Sur la régularité du jugement attaqué :
2. Si l'appelant soutient que les premiers juges ont dénaturé les faits et commis diverses erreurs de droit ou de qualification juridique dans leur réponse apportée aux moyens soulevés, de tels moyens ne relèvent pas de la régularité du jugement mais de son bien-fondé. Les moyens tirés de prétendues irrégularités du jugement attaqué ne peuvent, dès lors, qu'être écartés.
Sur la régularité de la procédure d'imposition :
3. Aux termes de l'article L. 76 B du livre des procédures fiscales : " L'administration est tenue d'informer le contribuable de la teneur et de l'origine des renseignements et documents obtenus de tiers sur lesquels elle s'est fondée pour établir l'imposition faisant l'objet de la proposition prévue au premier alinéa de l'article L. 57 ou de la notification prévue à l'article L. 76. Elle communique, avant la mise en recouvrement, une copie des documents susmentionnés au contribuable qui en fait la demande. ".
4. Il résulte de ces dispositions qu'il incombe à l'administration, quelle que soit la procédure d'imposition mise en œuvre, et au plus tard avant la mise en recouvrement, d'informer le contribuable dont elle envisage soit de rehausser, soit d'arrêter d'office les bases d'imposition, de l'origine et de la teneur des documents et renseignements obtenus auprès de tiers, qu'elle a utilisés pour fonder les impositions, avec une précision suffisante pour mettre à même l'intéressé d'y avoir accès avant la mise en recouvrement des impositions qui en procèdent. Lorsque le contribuable lui en fait la demande, l'administration est, en principe, tenue de lui communiquer, alors même qu'il en aurait eu connaissance, les renseignements, documents ou copies de documents obtenus auprès de tiers qui lui sont opposés, afin de lui permettre d'en vérifier l'authenticité ou d'en discuter la teneur ou la portée.
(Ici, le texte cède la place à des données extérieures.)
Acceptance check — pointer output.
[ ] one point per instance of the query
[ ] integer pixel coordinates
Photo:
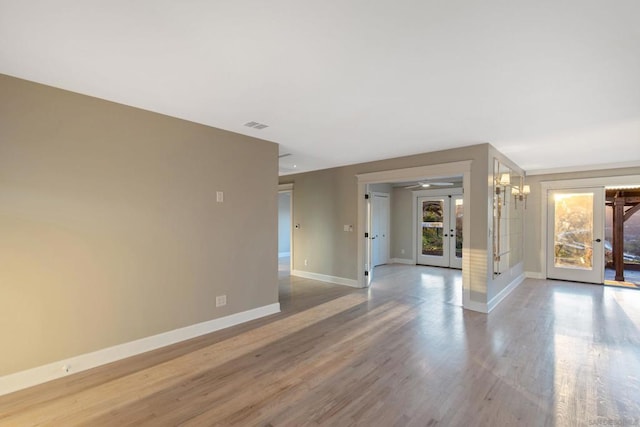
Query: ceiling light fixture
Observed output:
(256, 125)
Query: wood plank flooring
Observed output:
(402, 353)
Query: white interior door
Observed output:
(575, 234)
(380, 225)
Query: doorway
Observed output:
(380, 228)
(440, 231)
(575, 230)
(285, 220)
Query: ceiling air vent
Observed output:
(256, 125)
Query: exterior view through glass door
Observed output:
(575, 235)
(440, 231)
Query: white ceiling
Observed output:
(551, 84)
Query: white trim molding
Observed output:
(406, 261)
(41, 374)
(505, 292)
(582, 168)
(534, 275)
(325, 278)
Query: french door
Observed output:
(440, 231)
(575, 234)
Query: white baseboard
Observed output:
(503, 293)
(534, 275)
(480, 307)
(403, 261)
(30, 377)
(325, 278)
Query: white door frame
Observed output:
(595, 274)
(545, 186)
(288, 188)
(388, 240)
(435, 193)
(413, 174)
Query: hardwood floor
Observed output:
(402, 353)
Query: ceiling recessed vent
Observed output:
(256, 125)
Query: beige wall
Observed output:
(109, 225)
(326, 200)
(534, 233)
Il en va autrement s'agissant des documents et renseignements qui, à la date de la demande de communication, sont directement et effectivement accessibles au contribuable dans les mêmes conditions qu'à l'administration. Dans cette dernière hypothèse, si le contribuable établit qu'il ne peut avoir effectivement accès aux mêmes documents et renseignements que ceux détenus par l'administration, celle-ci est alors tenue de les lui communiquer.
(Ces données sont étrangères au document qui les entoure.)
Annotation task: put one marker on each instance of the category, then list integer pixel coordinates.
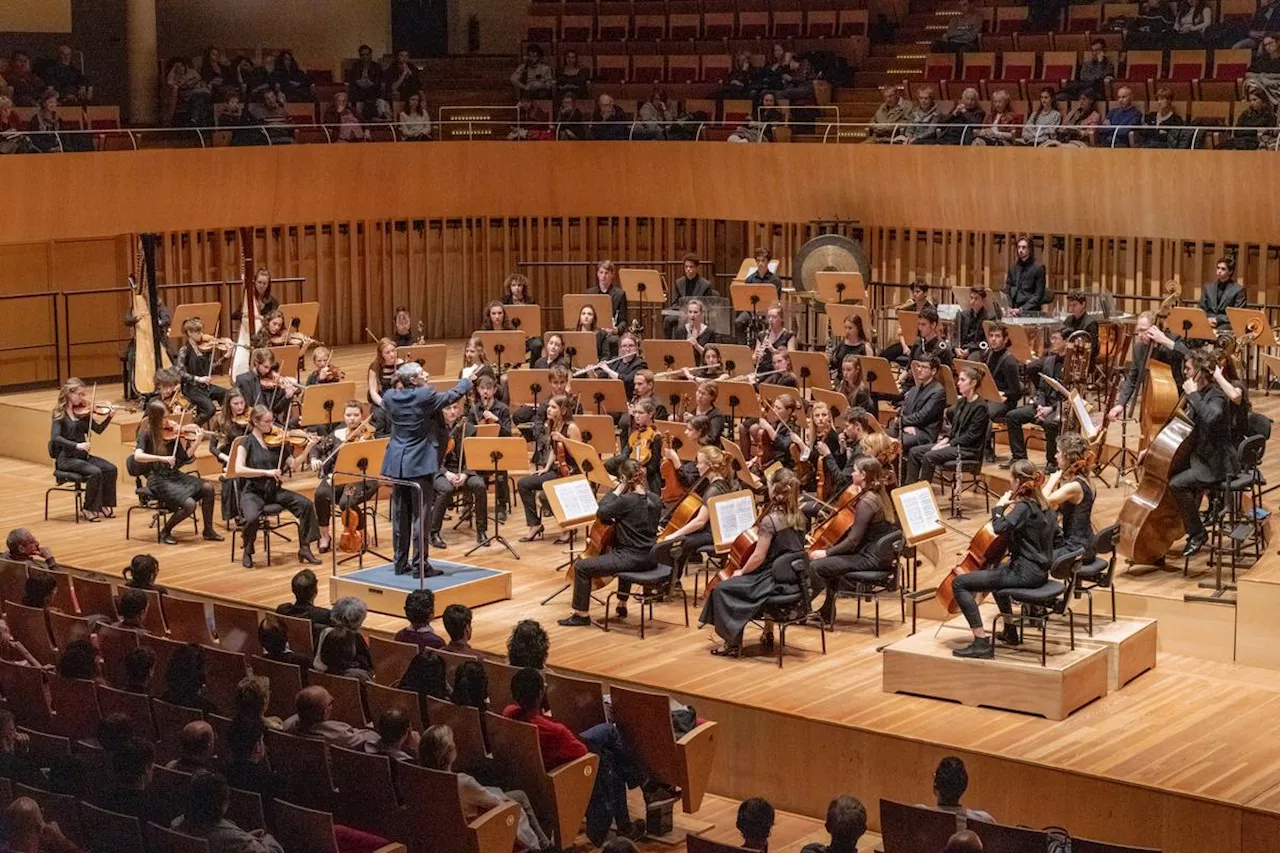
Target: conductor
(412, 456)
5. Il résulte de l'instruction que, pour déterminer la clientèle que M. B... avait constituée dans le cadre de son activité individuelle qu'il donnait en location à la SAS Exaeco depuis le 1er mai 1996, le vérificateur s'est fondé sur les listes de clients annexées aux actes de cession de 2001 et 2015 communiquées par M. B... lui-même dans le cadre de la vérification de comptabilité dont il a fait l'objet en matière de bénéfices non commerciaux au titre de l'année 2015 et a retenu les date de création légale qui figurent sur les registres d'informations légales accessibles au public pour identifier les clients de M. B... à la date du 1er mai 1996. Il s'ensuit que les renseignements sur lesquels il s'est fondé n'ont pas été obtenus auprès de tiers et que l'obligation de communication ne s'étendant pas aux informations librement accessibles au public, l'administration fiscale n'a pas méconnu l'obligation d'information du contribuable sur l'origine et la teneur des documents requise par les dispositions précitées.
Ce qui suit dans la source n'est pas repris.